Pero para desmentirme, para hacerme comprender que ando tan equivocado como cuando trato de contentar a un niño o descifrar la factura de la luz, existen unos individuos que han decidido reunirse a algunas manzanas de mi casa, a discutir sobre cuestiones que no abarco y a firmar documentos que harán rodar tanques en los televisores. Entonces descubro que esas siglas maleducadas pueden retenerme en la autopista durante más de hora y media bajo la forma de retenes policiales, que pueden vallar calles enteras de la ciudad que habito igual que un coto privado de caza, que pueden exigirme sin mayores miramientos que extraiga de la cartera mi carné de identidad mientras el caño de una ametralladora me mira muy atento. Durante casi una semana los sevillanos vamos a andar turulatos con esto de la cumbre de ministros en nuestro modesto patio de atrás: a pesar de que el alcalde eleve a distinción el hecho de que unos señores con carpeta y ejército particular nos hayan elegido para jugar al ajedrez en el Palacio de Congresos, sospecho que el monto de las incomodidades va a sobrepasar en mucho al de beneficios en la factura del ciudadano de a pie.
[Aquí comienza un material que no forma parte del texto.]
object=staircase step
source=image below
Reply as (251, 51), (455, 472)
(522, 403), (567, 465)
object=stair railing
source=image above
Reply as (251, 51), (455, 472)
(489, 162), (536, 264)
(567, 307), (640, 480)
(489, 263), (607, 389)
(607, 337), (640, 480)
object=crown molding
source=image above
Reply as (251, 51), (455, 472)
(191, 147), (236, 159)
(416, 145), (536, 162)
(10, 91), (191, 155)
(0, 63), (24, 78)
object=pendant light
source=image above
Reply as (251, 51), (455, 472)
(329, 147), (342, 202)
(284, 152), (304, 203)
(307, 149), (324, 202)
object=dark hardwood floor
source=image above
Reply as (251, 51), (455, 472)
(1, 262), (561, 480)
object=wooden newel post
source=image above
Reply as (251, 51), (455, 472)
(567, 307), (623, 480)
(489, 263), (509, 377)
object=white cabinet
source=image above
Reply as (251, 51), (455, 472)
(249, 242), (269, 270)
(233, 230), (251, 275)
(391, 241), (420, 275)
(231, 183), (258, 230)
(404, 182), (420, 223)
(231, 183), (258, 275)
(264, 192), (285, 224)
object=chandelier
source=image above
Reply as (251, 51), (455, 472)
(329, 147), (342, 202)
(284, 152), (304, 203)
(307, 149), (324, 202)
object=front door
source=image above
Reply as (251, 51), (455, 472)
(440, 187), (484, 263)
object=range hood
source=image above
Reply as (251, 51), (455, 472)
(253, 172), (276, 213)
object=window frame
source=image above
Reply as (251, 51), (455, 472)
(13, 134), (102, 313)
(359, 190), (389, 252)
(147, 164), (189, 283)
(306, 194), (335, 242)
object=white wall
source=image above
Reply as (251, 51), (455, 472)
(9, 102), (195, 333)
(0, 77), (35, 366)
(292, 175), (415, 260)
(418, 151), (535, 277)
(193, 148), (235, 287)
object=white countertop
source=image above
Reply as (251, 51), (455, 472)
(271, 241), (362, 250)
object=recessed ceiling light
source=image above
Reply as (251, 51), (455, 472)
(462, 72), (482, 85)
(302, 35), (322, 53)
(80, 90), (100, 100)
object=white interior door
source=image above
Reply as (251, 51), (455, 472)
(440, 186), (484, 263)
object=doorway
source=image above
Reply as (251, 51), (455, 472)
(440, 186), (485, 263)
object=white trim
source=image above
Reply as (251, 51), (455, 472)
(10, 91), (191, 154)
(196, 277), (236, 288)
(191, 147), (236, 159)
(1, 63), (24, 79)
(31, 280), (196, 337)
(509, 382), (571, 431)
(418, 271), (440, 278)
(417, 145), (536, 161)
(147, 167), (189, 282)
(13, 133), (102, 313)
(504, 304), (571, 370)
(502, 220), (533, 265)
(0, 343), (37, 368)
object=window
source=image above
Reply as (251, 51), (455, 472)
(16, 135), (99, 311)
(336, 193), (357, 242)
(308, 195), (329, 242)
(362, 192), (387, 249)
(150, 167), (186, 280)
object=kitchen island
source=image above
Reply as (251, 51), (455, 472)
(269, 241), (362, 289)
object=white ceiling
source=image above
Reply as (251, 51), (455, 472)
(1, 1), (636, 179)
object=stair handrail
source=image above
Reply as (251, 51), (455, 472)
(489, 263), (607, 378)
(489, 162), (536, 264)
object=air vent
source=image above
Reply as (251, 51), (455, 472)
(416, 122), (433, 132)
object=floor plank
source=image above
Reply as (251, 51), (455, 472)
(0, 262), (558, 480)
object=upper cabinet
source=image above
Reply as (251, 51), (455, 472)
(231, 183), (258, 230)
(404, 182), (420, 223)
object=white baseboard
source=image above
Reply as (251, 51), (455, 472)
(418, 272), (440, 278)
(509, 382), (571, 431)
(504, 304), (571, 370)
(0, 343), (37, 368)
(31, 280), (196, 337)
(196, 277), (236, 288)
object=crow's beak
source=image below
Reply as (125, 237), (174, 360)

Contemplaremos de lejos la cúpula del edificio, evitaremos ciertas calles y nos harán evitar otras, llevaremos la documentación en el bolsillo de detrás del pantalón y nos daremos cuenta de que en este presente globalizado y puntilloso no existe rincón en que apartarse del ruido, no cabe ese remanso de paz al que cantaba Horacio ni el jardín de Epicuro del que alejarse de los estruendos de las preocupaciones mundanas. Aprenderemos, aunque parezca irreal, que la señal de un diplomático en un despacho de otro continente puede significar llegar tarde al médico que tenemos a cuatro calles de aquí, o que el niño puede esperar llorando en la guardería horas enteras porque una baliza en un desierto remoto necesita desplazarse algunos pasos. Será una especie de lección de fe casi bíblica, una prueba contundente como la que Santo Tomás exigió; cuando nos pregunten si alguna vez hemos visto la OTAN responderemos que metimos el dedo en la llaga: es un cerco de alambre que no se puede atravesar.